• Screen_shot_2016-06-28_at_1.36.00_pm_large

    In the years since its release in 1973, René Laloux’s film Fantastic Planet has become a countercultural classic; it also continues to dazzle as a singular work of science fiction. This surreal animated wonder comes to life through the mesmerizing cutout animation of avant-garde French artist Roland Topor, who met Laloux just before cofounding the Panic Movement with fellow artists Fernando Arrabal and Alejandro Jodorowsky in 1962. Featured on our release of Fantastic Planet is a 1974 episode of the French television program Italiques, which offers a candid look at Topor, the eccentric artist behind this work. Topor was best known for his illustrations, but he also wrote novels (notably the 1964 book The Tenant, which was later adapted for the screen by Roman Polanski) and acted—in such films as Werner Herzog’s Nosferatu the Vampyre and Dušan Makavejev's Sweet Movie. Yet, for all his successes, outside of his community of writers and artists, Topor’s name was still widely unknown.

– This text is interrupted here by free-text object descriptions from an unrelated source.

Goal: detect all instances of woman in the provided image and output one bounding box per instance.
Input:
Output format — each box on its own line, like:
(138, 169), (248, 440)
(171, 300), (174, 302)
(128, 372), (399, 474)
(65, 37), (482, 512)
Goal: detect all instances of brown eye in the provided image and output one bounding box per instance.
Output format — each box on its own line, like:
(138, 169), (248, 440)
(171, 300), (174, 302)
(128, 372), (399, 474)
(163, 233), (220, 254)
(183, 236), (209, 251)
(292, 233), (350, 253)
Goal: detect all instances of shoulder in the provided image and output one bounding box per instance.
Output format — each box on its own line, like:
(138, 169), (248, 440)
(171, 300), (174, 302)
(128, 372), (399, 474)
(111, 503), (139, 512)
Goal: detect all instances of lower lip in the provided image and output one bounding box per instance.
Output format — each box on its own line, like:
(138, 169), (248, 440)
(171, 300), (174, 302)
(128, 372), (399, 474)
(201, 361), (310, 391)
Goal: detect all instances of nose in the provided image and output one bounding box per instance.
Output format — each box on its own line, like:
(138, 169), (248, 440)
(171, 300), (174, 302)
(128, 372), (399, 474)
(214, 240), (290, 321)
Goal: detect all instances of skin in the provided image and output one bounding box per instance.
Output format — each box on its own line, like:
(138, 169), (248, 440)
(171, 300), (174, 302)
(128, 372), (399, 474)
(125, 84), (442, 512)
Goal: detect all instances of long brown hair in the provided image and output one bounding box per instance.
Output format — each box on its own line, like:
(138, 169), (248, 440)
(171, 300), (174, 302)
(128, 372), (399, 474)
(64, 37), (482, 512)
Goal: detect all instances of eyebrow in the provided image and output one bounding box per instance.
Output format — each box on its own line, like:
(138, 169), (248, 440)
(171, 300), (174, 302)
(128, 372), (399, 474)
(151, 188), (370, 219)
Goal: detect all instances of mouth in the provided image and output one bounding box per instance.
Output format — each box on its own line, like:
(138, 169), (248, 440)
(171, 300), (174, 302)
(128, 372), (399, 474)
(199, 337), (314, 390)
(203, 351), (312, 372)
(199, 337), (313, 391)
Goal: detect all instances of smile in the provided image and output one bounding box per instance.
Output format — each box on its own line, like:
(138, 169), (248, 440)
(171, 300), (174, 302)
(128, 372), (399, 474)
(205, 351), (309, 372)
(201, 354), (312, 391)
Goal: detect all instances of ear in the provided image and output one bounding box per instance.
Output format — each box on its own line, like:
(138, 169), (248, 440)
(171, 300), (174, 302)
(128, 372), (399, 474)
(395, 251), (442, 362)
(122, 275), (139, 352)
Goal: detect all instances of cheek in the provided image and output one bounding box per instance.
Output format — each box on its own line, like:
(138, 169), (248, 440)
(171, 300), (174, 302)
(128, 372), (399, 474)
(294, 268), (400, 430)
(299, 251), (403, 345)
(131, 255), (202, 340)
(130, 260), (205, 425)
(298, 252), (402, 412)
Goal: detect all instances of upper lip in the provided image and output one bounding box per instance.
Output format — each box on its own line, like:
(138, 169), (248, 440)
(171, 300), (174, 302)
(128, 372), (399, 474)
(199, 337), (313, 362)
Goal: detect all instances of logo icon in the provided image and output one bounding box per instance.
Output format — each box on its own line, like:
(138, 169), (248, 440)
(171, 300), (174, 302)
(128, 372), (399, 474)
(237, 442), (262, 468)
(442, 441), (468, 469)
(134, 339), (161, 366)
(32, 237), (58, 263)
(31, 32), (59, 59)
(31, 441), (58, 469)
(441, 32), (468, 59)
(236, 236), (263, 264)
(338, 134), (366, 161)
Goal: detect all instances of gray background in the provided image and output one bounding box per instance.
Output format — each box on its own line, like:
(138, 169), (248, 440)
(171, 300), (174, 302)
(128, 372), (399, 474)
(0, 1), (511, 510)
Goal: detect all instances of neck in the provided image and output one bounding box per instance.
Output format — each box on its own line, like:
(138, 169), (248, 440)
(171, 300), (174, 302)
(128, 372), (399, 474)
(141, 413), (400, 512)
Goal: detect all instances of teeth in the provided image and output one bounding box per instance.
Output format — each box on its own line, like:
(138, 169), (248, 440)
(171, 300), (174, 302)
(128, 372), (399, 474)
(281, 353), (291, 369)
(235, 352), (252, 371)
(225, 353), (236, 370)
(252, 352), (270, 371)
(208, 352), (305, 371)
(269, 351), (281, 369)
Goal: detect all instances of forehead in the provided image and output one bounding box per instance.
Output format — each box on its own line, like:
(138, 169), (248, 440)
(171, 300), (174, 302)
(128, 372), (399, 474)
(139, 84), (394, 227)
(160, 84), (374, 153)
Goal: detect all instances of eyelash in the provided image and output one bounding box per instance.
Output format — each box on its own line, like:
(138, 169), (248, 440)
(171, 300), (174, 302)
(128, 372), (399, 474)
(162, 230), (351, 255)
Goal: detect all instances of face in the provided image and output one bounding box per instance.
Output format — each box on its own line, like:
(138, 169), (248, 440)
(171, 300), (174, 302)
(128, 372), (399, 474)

    In the clip below, you can watch an amusing bit from the show, in which Topor’s desire for fame is juxtaposed by an on-the-street survey of the average Parisian. It’s look into the artist’s life, carried out with a quirkiness that befits its subject, while nevertheless reminding viewers of Topor’s highly influential and inventive work.

1 comment

  • By ScorpioVelvet
    June 30, 2016
    10:54 PM

    I didn't knew he co-starred in Herzog's Nosferatu as I read this. But The Tenant was his finest work to date because Polansko adapted it for screen years later and can't wait to see Fantastic Planet soon because he drew the illustrations for the movie, which is interesting.